High Functioning

Is What does this actally mean in practice, not the dictionary definition, but for those of us so labelled? Although no ones ever told me I'm high functioning, I guess I am.

Is it a helpful term or unhelpful?

Does it express our experiences properly or reflect away from them?

Is this a term more helpful to NT's than us?

Personally I find the term a bit insulting as well as divisive and dismissive.

  • It conjures up a view of something like a superpower to a lot of people, I don't think many people realise that it means "outwardly appearing to be fine while you're struggling like hell on the inside to keep it up"

    The more we mask the more people assume we're ok,  if we're trying to hide something and we're successful, we can't blame people for not noticing it. 

    I've been told "nobody would ever know you were autistic unless you wanted them to" ,  "that's because they can't feel my anxiety and distress and if I'm masking well they won't see it either"

  • This is often overlooked by NTs, the cost we pay for masking, or the length a meltdown can affect us etc. Courts got it right with PIP (in general about MH, but surely applies to Autism) when they ruled that a person who needs support for any event  may need support weeks ahead and weeks after it.

  • Functioning or not functioning in society is often looked on as an on/off switch. Those able to function are fine and dandy, holding down jobs and suchlike, while those unable to function are the subject of relatively high levels of support and concern by and from society. I do not begrudge people with high support needs getting appropriate levels of support, far from it, but, the idea that autistic people who can function in society do not often also have very debilitating problems is not true.

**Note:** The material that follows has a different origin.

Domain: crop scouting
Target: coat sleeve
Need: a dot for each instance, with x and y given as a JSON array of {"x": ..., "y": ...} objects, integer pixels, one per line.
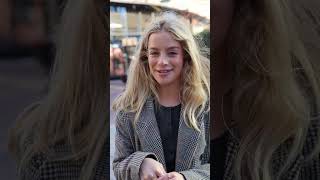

People who can and do outwardly function, often pay a high price in anxiety, stress and poor mental health.

  • But it's too one dimensional.  I am extremely 'high functioning' in terms of my career and finance but could not be much more 'low functioning' socially.

  • Personally I find the term a bit insulting as well as divisive and dismissive.

    Can you tell us why you feel it is divisive and dismissive please?

    I think it is fairly descriptive and in the absence of better labels, quite appropriate. The "functioning" part is how well we are able to function in society compared to others with autism, but that is just my opinion.

  • I think it’s a legacy of the idea that we are on a linear spectrum with profoundly disabled people at one end and super geniuses at the other.

    It would be great if we could normalise the understanding that we have spiky profiles and might indeed be a super genius but also completely incapable of doing basic things like talking or managing a home.

  • I think it might be useful in terms of fostering the understanding that there are some people who don't "look" autistic but still are. 

    I understand why you find the term a bit insulting and divisive Catwoman, but the problem is that many people still associate autism with severe learning difficulties. I am autistic but do not have any learning difficulties, I just need some minor adjustments at work. So maybe it helps non autistic people to understand us better? I have a few NT friends at work, so I might ask them if they think it's helpful.

  • I have a neighbour with a Autistic son. he will never life an independant life,and  he is non verbal. For me High functioning is the opposite. I have a mortgage, wife, and have always worked. I am high functionaling, and outwardly normal because of 54 years of marsking. Obviously there will be prople in the middle, I know I am in the 'top' 10%. ASD is such a wide range of issues. I would like to see a better term as it almost dismisses what I have against the other end of the ASD spectrum, kind of makes me feel like an imposter sometimes.